工作室下午采购了一批卫生用品和药品分发给大家,武汉的事在网上风浪很大,有人说搞不好就是当年的非典,所以大家最近都挺在意个人接触的,办公室也开始进行消毒。
季思明多塞了几包药品和消毒液给陈安楠,让他回家后主动跟哥哥说一句话,手上多点东西好开口。

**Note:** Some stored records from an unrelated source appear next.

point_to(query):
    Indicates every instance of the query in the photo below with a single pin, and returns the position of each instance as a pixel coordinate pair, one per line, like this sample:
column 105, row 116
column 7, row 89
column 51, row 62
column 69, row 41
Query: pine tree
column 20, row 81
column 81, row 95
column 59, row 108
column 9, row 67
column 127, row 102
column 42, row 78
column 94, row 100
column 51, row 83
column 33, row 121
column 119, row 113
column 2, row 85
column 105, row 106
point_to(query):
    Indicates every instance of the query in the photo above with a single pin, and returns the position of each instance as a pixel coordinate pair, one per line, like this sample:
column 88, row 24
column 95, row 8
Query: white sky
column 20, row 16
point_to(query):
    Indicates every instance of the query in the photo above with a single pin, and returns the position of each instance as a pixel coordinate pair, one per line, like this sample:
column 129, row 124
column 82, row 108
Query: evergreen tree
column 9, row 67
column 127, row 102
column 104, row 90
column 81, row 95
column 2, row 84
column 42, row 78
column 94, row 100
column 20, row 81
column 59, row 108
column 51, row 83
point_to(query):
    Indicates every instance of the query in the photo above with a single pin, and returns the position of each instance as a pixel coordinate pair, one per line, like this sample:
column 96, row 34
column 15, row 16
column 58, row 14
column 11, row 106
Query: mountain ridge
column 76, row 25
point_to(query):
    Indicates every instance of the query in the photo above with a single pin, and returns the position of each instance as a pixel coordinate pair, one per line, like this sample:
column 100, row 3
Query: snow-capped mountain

陈安楠带着一大包卫生用品回家的时候,陆清远也在家里。
他们好几天都没有说话了,陈安楠不知道说什么,陆清远的冷漠让他透不过气,可细细地想,哥哥似乎本来就是这样的人,他不爱说话,可他的冷漠一直都是对外的,从来没有对内过。
“哥哥。”陈安楠又叫他。
陆清远头也没抬,继续看着文件,嗓子里“嗯”了声,算是听见了,让他有事就说。
“我们那发了点口罩什么的,我多拿了一份,给你放桌上了。”陈安楠把大包塑料袋放到桌上,“你平时出门接触的人多,也多注意点。”
“知道了。”陆清远依然没抬头。
陈安楠抠抠衣角,继续说:“你也可以拿去给你朋友分点,挺多的。”
“……”陆清远终于抬头,看了他一眼,但仅仅只是一眼,眼睫就又垂下去了。
陈安楠看他不理自己,也不敢再多说什么了,怕惹人烦,闭着嘴慢慢靠过来,也在沙发上坐下来,屁股刚挨上去,陆清远就朝旁边让了让,跟他之间空出点距离。
陈安楠敏感的心又被刺了下,自己安静的坐了几分钟,没敢看陆清远,可余光的范围里,仍然能看见陆清远有时候会拿起手机回复信息,微微皱起眉。
陈安楠忍了又忍,还是没忍住,说:“我们后天要发专辑了,工作室里有个小庆祝会,可以……带家属来……我看你工作挺忙的,要不要出来透口气?”
一句话拐弯抹角的说半天,陆清远把文件收起来,没看他,冷淡道:“没有,我订了后天的机票,以后有机会再说吧。”